Que Dios los perdone
“… los demonios de una religión no pueden tener acción alguna en otra religión”. José Saramago en El Evangelio según Jesucristo.
El tema de la religión y la política ha sido abordado desde muchos ángulos, y siempre es considerado como una mezcla difícil de sintetizar, como el agua y el aceite. En relación a este binomio, me comentaba hace poco un amigo que para muchos observadores extranjeros, la prevalencia de los principios constitucionales que aseguran la separación entre la política y la religión en nuestro país, el llamado Estado laico, es un logro único a nivel internacional. A diferencia de otros gobernantes, nuestros presidentes y gobernadores no están obligados a protestar el ejercicio de su cargo sobre una Biblia, por mucho respeto que tengamos por las llamadas Sagradas Escrituras.
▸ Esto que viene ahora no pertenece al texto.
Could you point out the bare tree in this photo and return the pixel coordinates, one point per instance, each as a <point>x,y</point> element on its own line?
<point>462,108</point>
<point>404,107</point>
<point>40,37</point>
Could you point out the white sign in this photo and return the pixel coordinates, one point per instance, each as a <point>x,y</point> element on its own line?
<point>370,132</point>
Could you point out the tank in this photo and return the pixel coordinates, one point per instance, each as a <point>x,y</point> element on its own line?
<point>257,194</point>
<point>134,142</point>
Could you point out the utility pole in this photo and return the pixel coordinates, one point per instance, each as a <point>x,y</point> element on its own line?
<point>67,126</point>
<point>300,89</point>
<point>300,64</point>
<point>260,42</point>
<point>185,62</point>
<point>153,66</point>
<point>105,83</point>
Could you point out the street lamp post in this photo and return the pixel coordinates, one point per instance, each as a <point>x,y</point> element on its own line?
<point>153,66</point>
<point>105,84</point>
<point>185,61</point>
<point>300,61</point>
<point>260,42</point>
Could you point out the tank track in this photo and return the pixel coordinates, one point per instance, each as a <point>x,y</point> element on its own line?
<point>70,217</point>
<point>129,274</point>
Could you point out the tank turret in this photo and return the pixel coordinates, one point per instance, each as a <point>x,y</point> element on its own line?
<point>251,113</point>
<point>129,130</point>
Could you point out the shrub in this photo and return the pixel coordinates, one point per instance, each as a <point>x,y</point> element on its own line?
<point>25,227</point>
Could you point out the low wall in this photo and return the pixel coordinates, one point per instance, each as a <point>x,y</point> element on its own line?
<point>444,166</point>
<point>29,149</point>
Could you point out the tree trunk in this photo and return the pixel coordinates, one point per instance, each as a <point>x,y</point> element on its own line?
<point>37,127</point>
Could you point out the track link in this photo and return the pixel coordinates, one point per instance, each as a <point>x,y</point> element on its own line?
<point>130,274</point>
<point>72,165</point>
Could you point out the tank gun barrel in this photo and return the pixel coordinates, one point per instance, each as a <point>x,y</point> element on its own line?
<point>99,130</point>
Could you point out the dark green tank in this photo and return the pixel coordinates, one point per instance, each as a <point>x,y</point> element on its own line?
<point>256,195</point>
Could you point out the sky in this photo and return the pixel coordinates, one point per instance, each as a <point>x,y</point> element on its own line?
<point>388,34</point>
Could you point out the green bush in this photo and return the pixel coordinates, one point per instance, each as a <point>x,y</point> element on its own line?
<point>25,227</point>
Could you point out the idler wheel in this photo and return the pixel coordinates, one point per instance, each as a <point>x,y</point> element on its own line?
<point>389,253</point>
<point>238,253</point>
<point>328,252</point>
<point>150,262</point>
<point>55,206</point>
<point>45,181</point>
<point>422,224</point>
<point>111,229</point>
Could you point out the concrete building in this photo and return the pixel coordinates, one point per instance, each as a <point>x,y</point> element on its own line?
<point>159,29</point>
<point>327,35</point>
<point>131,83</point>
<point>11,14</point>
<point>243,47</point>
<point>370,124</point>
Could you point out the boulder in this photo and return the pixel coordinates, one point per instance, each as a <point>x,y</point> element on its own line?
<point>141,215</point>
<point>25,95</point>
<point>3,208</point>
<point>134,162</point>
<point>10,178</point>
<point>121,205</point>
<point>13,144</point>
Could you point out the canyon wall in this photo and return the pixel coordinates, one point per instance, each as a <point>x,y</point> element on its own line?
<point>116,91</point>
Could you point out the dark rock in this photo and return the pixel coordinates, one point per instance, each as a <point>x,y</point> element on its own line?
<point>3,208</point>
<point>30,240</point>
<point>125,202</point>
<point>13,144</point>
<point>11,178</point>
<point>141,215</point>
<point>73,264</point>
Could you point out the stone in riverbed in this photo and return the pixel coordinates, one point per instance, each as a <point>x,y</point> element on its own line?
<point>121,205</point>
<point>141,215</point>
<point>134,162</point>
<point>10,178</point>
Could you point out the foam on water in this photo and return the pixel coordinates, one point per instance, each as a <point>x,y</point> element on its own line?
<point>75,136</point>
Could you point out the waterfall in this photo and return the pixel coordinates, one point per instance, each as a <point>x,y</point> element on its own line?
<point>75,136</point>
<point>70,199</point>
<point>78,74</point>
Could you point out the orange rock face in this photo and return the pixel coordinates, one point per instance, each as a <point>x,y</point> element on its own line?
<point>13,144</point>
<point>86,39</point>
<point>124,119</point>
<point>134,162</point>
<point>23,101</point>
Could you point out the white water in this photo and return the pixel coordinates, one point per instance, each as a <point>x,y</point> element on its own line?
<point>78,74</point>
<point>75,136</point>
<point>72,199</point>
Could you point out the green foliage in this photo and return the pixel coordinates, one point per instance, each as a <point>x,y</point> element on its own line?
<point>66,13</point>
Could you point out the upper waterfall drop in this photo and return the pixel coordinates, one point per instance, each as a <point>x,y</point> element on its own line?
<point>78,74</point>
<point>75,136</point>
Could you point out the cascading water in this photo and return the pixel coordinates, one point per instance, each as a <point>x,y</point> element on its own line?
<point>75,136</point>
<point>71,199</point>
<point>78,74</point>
Un hecho importante en nuestro país es que la propia Constitución General de la República, en su artículo 24, garantiza la libertad de cultos y creencias, por lo que nadie puede ser perseguido por profesar la religión que mejor colme sus aspiraciones y convicciones. Pero en el caso de los gobernantes, en actos públicos y oficiales, están obligados a respetar y hacer respetar el espíritu laico del Estado, esto es, expresar su neutralidad frente a cualquier manifestación religiosa.
En fechas recientes se han registrado dos actos públicos que ponen en entredicho la neutralidad de autoridades en el ejercicio de sus encargos, una del más alto nivel, el Presidente de la República, y otra la de un Presidente Municipal del municipio turístico más importante del país. En efecto, el Presidente Felipe Calderón hizo acto de presencia y de fe en el “Encuentro Mundial de las Familias”, pronunciando incluso lo que algunos han llamado un sermón, pues hizo referencia a santos y fervores de su predilección. Con ello, según lo recordaba el constitucionalista Lorenzo Córdoba Vianello, faltó al deber y al respeto que le impone la propia Constitución, pues como titular de un poder público no debe, en actos públicos, asumir como propia una religión, pues el Estado laico “se funda en el principio de tolerancia religiosa, que quiere decir respeto y consideración de igual dignidad a todas las creencias”.
En entidades federativas donde prevalecen gobiernos panistas de derecha, como Guanajuato, Jalisco y Querétaro, se han escenificado eventos públicos que están cuestionando una gran conquista civilizatoria y democrática como la tolerancia a la diversidad política, ideológica y religiosa, fundamento de la convivencia pacífica en las sociedades modernas. El encuentro de obispos con el Secretario de Estado del Vaticano en el propio Teatro de la República, lugar donde los constituyentes de 1917 incorporaron al texto constitucional el espíritu de las Leyes de Reforma, es también un ejemplo de este embate contra el Estado laico.
Más recientemente, en la ciudad de Cancún, el Presidente Municipal Gregorio Sánchez y su esposa, presidieron un evento público y masivo de la religión cristiana adventista, a la que supuestamente pertenecen, en la propia Plaza de la Reforma, en la que arengaron y fustigaron a quienes organizan “un complot en su contra y de su administración para que no lleve a cabo las tareas que le han encomendado”. Como lo han registrado las noticias en la prensa y en los diversos medios de comunicación, esta actitud le ha valido a “Gregg” la reprobación de varios sectores, que cuestionan su parcialidad y su falta de respeto al marco constitucional e incluso le pueden hacer merecedor a una demanda de juicio político.
Este año que se conmemora el 150 aniversario de la promulgación de las Leyes de Reforma, es ocasión propicia para fortalecer la vigencia del espíritu de dichas leyes, y recordar al Presidente Benito Juárez en su pensamiento y obra, quien seguramente estará inquieto por las pifias y desaciertos de quienes deben ser los guardianes del Estado Laico.